Download or read book The Political Ecology of Bananas written by Lawrence S. Grossman and published by Univ of North Carolina Press. This book was released on 2000-11-09 with total page 291 pages. Available in PDF, EPUB and Kindle. Book excerpt: This study of banana contract farming in the Eastern Caribbean explores the forces that shape contract-farming enterprises everywhere--capital, the state, and the environment.
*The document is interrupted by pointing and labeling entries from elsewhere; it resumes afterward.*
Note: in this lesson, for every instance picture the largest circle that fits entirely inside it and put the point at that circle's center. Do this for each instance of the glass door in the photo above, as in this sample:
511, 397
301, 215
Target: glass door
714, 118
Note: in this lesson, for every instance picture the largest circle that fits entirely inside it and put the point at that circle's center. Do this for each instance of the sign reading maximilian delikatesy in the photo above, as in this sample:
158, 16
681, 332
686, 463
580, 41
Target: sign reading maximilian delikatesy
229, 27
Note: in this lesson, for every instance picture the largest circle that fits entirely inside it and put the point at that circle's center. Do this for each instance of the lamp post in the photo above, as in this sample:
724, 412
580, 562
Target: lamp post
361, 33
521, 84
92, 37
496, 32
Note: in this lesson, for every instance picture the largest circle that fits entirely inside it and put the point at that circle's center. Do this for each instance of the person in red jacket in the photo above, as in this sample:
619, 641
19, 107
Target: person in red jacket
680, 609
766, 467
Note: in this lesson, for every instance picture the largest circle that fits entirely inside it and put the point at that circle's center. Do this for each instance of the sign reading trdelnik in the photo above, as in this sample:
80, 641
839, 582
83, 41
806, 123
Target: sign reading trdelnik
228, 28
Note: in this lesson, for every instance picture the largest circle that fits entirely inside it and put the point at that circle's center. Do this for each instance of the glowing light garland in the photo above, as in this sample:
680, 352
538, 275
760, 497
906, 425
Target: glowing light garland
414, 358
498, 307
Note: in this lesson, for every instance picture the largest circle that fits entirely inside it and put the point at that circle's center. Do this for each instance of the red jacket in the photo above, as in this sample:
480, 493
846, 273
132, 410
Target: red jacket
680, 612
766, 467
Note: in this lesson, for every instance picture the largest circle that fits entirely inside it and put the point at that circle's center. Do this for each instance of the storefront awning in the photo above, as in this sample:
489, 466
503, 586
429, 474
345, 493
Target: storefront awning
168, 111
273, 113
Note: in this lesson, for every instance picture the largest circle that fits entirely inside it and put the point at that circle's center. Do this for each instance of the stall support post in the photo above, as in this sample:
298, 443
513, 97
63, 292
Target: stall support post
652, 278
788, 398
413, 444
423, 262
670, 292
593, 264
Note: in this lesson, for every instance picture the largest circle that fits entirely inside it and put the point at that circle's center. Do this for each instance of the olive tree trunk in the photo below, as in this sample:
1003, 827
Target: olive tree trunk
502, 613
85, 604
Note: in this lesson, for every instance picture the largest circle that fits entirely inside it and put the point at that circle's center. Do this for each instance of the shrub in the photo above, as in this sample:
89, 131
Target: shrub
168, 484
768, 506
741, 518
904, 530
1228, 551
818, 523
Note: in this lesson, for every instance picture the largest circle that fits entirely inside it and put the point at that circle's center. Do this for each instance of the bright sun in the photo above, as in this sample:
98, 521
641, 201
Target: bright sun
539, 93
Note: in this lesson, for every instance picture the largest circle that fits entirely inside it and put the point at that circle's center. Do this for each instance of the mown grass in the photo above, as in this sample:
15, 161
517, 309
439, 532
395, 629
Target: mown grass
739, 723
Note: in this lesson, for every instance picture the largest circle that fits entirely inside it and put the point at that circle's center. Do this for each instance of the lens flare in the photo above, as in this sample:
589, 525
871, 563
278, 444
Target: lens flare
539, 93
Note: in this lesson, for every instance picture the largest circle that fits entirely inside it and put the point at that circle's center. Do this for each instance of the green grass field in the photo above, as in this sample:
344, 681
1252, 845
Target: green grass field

Employing the increasingly popular framework of political ecology, which highlights the dynamic linkages between political-economic forces and human-environment relationships, Lawrence Grossman provides a new perspective on the history and contemporary trajectory of the Windward Islands banana industry. He reveals in rich detail the myriad impacts of banana production on the peasant laborers of St. Vincent and the Grenadines. Grossman challenges the conventional wisdom on three interrelated issues central to contract farming and political ecology. First, he analyzes the process of deskilling and the associated significance of control by capital and the state over peasant labor. Second, he investigates the impacts of contract farming for export on domestic food production and food import dependency. And third, he examines the often misunderstood problem of pesticide misuse. Grossman's findings lead to a reconsideration of broader debates concerning the relevance of research on industrial restructuring and globalization for the analysis of agrarian change. Most important, his work emphasizes that we must pay greater attention to the fundamental significance of the "environmental rootedness" of agriculture in studies of political ecology and contract farming.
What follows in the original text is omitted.